The second phase covered the period Westerners partitioned Africa into the units now called nations as it pleased them. The third phase covered the period 1950-now. This is the period Westerners granted African nations independence and began to indoctrinate and plan for the slaves who returned to the continent and those whom they had colonised for over a century in the African continent. That was why Nigeria became independent on October 1, 1960.
The principal instrument for indoctrinating Africans to think and do things the way they ought not to, has been Western education (Western social sciences and related areas of study) which all African nations have as a colonial heritage.

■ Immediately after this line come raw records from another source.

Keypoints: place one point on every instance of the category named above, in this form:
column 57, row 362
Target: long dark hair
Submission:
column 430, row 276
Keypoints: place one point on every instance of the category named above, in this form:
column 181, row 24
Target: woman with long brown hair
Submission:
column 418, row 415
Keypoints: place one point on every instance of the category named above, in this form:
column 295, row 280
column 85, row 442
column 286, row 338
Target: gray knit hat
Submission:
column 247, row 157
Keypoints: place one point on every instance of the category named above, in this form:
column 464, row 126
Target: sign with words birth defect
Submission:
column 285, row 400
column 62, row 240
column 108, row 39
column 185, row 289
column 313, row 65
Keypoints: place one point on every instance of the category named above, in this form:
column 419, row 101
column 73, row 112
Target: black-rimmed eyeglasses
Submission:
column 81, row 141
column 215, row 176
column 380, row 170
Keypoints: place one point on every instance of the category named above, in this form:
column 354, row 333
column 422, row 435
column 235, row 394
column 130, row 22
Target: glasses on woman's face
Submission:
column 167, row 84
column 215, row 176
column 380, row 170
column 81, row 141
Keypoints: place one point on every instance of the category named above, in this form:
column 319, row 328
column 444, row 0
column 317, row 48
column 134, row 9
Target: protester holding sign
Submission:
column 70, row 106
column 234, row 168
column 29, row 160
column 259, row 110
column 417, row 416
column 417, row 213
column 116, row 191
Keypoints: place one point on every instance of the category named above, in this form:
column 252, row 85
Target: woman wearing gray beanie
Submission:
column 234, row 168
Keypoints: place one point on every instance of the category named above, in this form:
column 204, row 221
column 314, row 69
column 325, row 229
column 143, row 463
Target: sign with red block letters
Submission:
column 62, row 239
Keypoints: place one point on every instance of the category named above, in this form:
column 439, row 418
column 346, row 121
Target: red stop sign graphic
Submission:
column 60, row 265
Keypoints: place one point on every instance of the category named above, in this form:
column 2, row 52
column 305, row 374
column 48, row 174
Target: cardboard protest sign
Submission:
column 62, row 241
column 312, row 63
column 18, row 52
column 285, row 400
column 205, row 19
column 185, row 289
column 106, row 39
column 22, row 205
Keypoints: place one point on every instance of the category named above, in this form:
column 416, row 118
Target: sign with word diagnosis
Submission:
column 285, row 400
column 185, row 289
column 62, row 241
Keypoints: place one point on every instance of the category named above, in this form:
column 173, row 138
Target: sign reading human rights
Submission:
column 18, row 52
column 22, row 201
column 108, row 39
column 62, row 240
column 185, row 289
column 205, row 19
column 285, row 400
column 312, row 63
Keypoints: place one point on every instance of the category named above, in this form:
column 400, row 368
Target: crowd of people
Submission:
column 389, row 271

Western education cannot ask and answer fundamental questions about African and Africa. That is why Western education cannot be the basis for developing Africa. If African intelligentsia/intellectuals were not indoctrinated, they would ask why Africans were enslaved and colonised and would not wait for Europe and America to plan for Africa.
As Nzimiro (1976), observed, a nation whose soul is controlled by models of thoughts beamed from a society with a different historical experience, social structure and world outlook, is bound to suffocate its youths and thinkers.
Such a nation, because the thought process of its citizens is guided from abroad, cannot question the basis of its existence. Nigeria’s stagnation, economically and politically, is explained. African nations must establish an African educational system to produce people who can think to enable Africans to make rapid progress.
Africans who have been acquiring Western education are indoctrinated, not educated. Indoctrinated people think and do things the way they ought not to think and do.